Updated by @merrymercy: see post20 for the new results
I tried runnning the relay auto schedular tutorial on my Radeon R9 Nano (8 TFLOPS peak) via rocm backend. It didn’t work out of the box, but after a simple fix, I got the following result on resnet50. It uses NCHW layout, since rocm backend currently doesn’t support NHWC.
| ID | Latency (ms) | Speed (GFLOPS) | Trials | [56/1998]
-------------------------------------------------
| 0 | 0.023 | 0.17 | 64 |
| 1 | 0.312 | 13.14 | 192 |
| 2 | 0.014 | -0.00 | 64 |
| 3 | 0.148 | 699.13 | 128 |
| 4 | 0.381 | 607.11 | 512 |
| 5 | 0.195 | 528.04 | 320 |
| 6 | 0.134 | 770.08 | 192 |
| 7 | 0.285 | 180.70 | 128 |
| 8 | 0.132 | 783.08 | 64 |
| 9 | 0.254 | 911.56 | 704 |
| 10 | 0.174 | 590.92 | 448 |
| 11 | 0.112 | 922.53 | 320 |
| 12 | 0.096 | 534.17 | 128 |
| 13 | 0.117 | 891.38 | 128 |
| 14 | 0.223 | 1036.67 | 448 |
| 15 | 0.121 | 852.42 | 192 |
| 16 | 0.121 | 853.46 | 192 |
| 17 | 0.074 | 692.40 | 128 |
| 18 | 0.117 | 896.98 | 128 |
| 19 | 0.221 | 1046.90 | 384 |
| 20 | 0.113 | 914.47 | 128 |
| 21 | 0.113 | 917.25 | 128 |
| 22 | 0.032 | 810.28 | 64 |
| 23 | 0.042 | 52.90 | 64 |
| 24 | 0.224 | 1062.46 | 128 |
| 25 | 0.116 | 882.35 | 128 |
| 26 | 0.224 | 916.39 | 128 |
| 27 | 0.285 | 721.63 | 128 |
| 28 | 0.423 | 485.46 | 256 |
-------------------------------------------------
Estimated total latency: 10.148 ms Trials: 6016 Used time : 13537 s Next ID: 4
So auto sch performance on NCHW resnet 50 is about 10.2 ms. For comparison, AutoTVM performance on the same model on the same GPU is 6.45 ms.
Performance comparison
- Auto sch: 10.2 ms (done last week)
- Auto TVM: 6.45 ms (done two years ago)
- TVM + MIOpen: 6.15 ms (done two years ago)
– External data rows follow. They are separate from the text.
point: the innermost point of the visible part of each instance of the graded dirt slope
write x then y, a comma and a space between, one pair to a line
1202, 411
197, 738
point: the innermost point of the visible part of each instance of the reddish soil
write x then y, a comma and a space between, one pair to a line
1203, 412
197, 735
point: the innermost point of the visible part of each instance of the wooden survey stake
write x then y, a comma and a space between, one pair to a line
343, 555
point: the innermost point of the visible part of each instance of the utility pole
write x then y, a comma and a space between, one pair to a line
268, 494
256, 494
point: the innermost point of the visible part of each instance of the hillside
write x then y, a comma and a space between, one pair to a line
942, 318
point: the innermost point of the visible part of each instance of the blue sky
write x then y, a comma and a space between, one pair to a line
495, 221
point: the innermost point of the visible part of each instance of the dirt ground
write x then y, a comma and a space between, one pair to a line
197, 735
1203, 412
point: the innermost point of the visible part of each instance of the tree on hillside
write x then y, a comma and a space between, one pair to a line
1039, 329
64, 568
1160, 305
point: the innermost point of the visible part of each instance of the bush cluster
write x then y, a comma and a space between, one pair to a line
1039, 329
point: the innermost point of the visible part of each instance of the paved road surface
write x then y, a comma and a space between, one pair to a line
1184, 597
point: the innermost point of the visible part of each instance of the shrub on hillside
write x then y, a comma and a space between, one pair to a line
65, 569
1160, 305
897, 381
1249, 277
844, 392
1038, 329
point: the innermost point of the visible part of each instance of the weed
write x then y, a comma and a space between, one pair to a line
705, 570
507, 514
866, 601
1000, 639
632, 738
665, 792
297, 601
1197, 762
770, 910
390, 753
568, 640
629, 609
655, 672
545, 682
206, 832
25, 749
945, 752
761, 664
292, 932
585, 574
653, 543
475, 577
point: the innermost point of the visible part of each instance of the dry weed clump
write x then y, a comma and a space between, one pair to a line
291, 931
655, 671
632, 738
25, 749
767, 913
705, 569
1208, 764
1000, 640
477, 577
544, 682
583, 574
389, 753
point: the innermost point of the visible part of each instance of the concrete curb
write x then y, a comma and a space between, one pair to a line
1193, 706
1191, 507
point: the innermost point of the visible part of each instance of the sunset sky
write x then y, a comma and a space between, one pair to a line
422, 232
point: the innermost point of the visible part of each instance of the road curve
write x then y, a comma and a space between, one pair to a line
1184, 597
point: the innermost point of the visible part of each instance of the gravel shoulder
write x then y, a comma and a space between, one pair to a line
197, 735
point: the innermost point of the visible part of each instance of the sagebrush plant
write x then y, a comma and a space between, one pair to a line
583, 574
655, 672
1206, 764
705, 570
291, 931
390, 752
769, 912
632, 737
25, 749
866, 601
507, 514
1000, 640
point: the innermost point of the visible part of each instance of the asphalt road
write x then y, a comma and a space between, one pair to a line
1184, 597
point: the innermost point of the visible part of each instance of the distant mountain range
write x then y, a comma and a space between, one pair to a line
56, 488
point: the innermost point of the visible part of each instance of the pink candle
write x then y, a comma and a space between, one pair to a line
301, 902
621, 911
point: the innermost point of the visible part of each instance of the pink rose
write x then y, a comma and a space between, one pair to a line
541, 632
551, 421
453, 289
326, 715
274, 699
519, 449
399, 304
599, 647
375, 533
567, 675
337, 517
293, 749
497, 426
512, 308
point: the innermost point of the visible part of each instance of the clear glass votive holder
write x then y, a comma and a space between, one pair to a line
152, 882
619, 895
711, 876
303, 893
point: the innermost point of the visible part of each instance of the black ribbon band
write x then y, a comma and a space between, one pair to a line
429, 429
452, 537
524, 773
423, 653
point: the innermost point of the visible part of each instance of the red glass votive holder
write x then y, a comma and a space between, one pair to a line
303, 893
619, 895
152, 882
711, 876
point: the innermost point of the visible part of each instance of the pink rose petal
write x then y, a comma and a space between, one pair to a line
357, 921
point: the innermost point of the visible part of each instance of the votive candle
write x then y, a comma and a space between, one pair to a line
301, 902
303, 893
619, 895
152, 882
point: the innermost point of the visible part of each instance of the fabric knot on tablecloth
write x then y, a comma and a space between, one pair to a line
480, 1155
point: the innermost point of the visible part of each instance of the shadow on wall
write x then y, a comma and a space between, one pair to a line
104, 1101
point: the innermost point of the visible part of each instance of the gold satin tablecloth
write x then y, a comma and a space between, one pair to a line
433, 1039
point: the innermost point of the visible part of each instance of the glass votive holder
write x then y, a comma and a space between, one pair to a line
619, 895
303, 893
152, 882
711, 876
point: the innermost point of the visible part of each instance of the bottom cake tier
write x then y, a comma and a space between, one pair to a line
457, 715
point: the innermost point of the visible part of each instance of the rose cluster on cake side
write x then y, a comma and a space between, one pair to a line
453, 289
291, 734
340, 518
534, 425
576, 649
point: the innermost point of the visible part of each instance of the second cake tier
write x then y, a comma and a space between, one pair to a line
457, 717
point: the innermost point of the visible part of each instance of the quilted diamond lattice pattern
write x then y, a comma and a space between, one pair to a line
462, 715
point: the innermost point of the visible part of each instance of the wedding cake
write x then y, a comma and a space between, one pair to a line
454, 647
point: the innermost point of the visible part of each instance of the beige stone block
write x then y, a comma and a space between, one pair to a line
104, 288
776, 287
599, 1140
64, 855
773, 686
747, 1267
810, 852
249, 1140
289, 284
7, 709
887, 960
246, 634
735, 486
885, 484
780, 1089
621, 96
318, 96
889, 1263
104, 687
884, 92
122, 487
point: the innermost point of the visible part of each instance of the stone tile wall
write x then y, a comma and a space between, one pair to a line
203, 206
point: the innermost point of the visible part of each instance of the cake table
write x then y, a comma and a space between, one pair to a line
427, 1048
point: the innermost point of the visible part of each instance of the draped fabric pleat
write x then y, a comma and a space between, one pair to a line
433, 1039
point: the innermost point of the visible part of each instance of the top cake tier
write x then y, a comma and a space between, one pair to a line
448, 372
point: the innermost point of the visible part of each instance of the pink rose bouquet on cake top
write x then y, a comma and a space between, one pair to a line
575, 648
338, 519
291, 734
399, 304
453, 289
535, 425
Even though there is some big gap between AutoTVM result, I’d say getting this number without manual template is already impressive!!
Here are my questions:
- Has anybody tried Ansor on AMDGPU?
- Does the above result look reasonable?
- How can we close the gap between AutoTVM? Would introducing NHWC support help?
I think rocm backend would be interesting for Ansor because it is the only well supported backend that does GPU codegen via LLVM.